All good memoirs involve suffering—how could it be otherwise? Only trauma junkies want to be steeped to their weeping eyes in misery, and yet if there’s no pain at all, just rosy recollection, the phony factor kicks in and you begin to suspect that someone’s fudging it. Three new memoirs, all of them potentially morose to the max, are ranked below from mildly grim to majorly woeful. The trick is to find the right dose: How many grains of hope to balance out a load of grief?
Donald Hall has already tested the limits of memoir despair with The Best Day the Worst Day (2005), an account of the illness and death of his wife, the poet Jane Kenyon. Her death (he quotes Dylan Thomas, “After the first death there is no other”) also haunts his new memoir, Unpacking the Boxes (Houghton Mifflin, $24), in which he retraces his “life in poetry.” The highlight is the chapter on the two years he spent as a fellow of Christ Church College, Oxford, where he won the Newdigate Prize, launched his career and generally dazzled the Brits with his poetic chutzpah. The low point is his circumnavigation of “Antiquity’s Planet”: “Imminence of death does not wholly absorb me,” he writes of his old age, but ill health nags at him, and the cheery moments are rare. One of them came two years ago, when he was appointed Poet Laureate.
He deserved it—if only for a lighthearted couplet, “What the Toast Said,” which he wrote decades ago for his 4-year-old son:
It feels so good to be
Extremely buttery.
ELIZABETH MCCRACKEN’S AN EXACT REPLICA of a Figment of My Imagination (Little, Brown, $19.99) is about a precise and personal grief—a stillborn baby—about which she writes in a precise and personal voice. There’s room here for acres of maudlin sorrow, but Ms. McCracken (author of The Giant’s House and Here’s Your Hat What’s Your Hurry) gave birth to a healthy second baby a year after the death of the first—“a biological fact lying across my lap at this very moment as I type one-handed.” The happy ending cuts across the sadness and gives us the essential taste of life: bittersweet.

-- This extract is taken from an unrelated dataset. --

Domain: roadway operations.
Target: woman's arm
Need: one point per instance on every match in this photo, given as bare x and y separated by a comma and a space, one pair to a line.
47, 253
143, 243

But before that, she became aware of “a sort of kinship … a family tree of grief”:
“On this branch the lost children, on this the suicided parents, here the beloved mentally ill siblings. When something terrible happens, you discover all of a sudden that you have a new set of relatives, people with whom you can speak in the shorthand of cousins.”
A CHOKING SENSE OF doom closing in makes the rare joyful episode in Christopher Lukas’ Blue Genes (Doubleday, $24.95) seem all the more poignant. Mr. Lukas is the brother of J. Anthony Lukas, the great journalist, author of Common Ground, who hanged himself in 1997; their mother slashed her wrists and throat in 1941; their father lapsed into alcoholism. (There was an uncle who committed suicide, too, and a grandmother.) Though understandably concerned that he’ll be the next to go, bullied into self-slaughter by his genetic makeup, Mr. Lukas calls himself a “perennial survivor.” Weirdly, he attributes his escape from the “legacy of suicide” to “connectivity and family and psychotherapy.” Family?
My impression is that he’s the beneficiary of a vigorous egoism. It’s pure expression is the simple, defiant statement with which he concludes: “I am alive.”